2.2. Windup of the Nociceptive Flexion Reflex in Adult Rats is Controlled by Synaptic and Intrinsic Components
We next study the molecular mechanisms controlling the windup of the flexion reflex in adult rats. First, we focused on synaptic components, and we observed that an application of 100 µg of AP5 strongly decreased the flexion reflex windup (Figure 2A–C). This effect is dose-dependent with an EC50 of 10.26 µg (not shown). The baseline response was also modified with a significant decrease at 57% of the control. This result is comparable to a previous study in juvenile rats, but the sensitivity to NMDA blockers is strongly decreased in adult rats since the dose necessary to obtain a complete suppression of the windup is 10-fold higher than in juvenile rats.
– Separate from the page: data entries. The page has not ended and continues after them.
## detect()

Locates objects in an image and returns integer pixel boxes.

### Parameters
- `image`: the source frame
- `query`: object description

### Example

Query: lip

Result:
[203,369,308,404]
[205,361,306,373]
In juvenile rats, windup of the nociceptive flexion reflex is always present if we suppress both one excitatory and one inhibitory synaptic component [11]. We tested for this possibility in adult rats. We first applied an inhibitory dose of 100 μg AP5 to suppress the windup (Figure 2D,E,G), we further applied both AP5 and strychnine, and the windup was recovered (Figure 2D,F,G). Thus, we demonstrated in adult rats that windup of the nociceptive flexion reflex depends on a synaptic balance between the excitatory and inhibitory components.
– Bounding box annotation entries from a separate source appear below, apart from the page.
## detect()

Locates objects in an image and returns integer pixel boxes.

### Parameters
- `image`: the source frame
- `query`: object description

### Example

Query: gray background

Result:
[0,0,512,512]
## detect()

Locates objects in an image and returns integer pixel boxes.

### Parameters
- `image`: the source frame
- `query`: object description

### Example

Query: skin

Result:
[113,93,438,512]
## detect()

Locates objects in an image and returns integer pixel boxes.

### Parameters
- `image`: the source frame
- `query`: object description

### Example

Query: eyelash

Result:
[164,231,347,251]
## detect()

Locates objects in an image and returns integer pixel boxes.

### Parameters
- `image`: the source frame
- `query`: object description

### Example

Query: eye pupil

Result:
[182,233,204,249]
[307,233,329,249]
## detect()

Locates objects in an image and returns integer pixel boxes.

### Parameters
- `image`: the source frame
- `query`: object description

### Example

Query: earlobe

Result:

2.3. Windup of the Flexion Reflex Is Sensitive to IL Blockers in Adult Rats
We assessed the role of ILs in windup of the flexion reflex, using two different families of blockers [14]. First, we applied 100 μg of verapamil, a blocker of the phenylalkylamine family. Verapamil blocked the windup of the flexion reflex (Figure 3A–C). The effect was dose-dependent with an EC50 of 26 μg. Because of the lack of specificity of phenylalkylamine, we used dihydropyridine to confirm the involvement of LTCs. Intrathecal application of 50 μg of nicardipine also suppressed the windup of the flexion reflex (Figure 3D–F). Again, the effect was dose-dependent with an EC50 of 16.4 μg. Finally, we assessed for the involvement of CAN in windup of the flexion reflex. Intrathecal Application of 200 μg of flufenamic acid (FFA) completely suppressed windup of the flexion reflex (Figure 4A,B). The effect of FFA was dose-dependent with an EC50 of 13.6 μg. These results demonstrate in adult rats that LTCs and CAN are two important elements in the expression of windup of the nociceptive flexion reflex.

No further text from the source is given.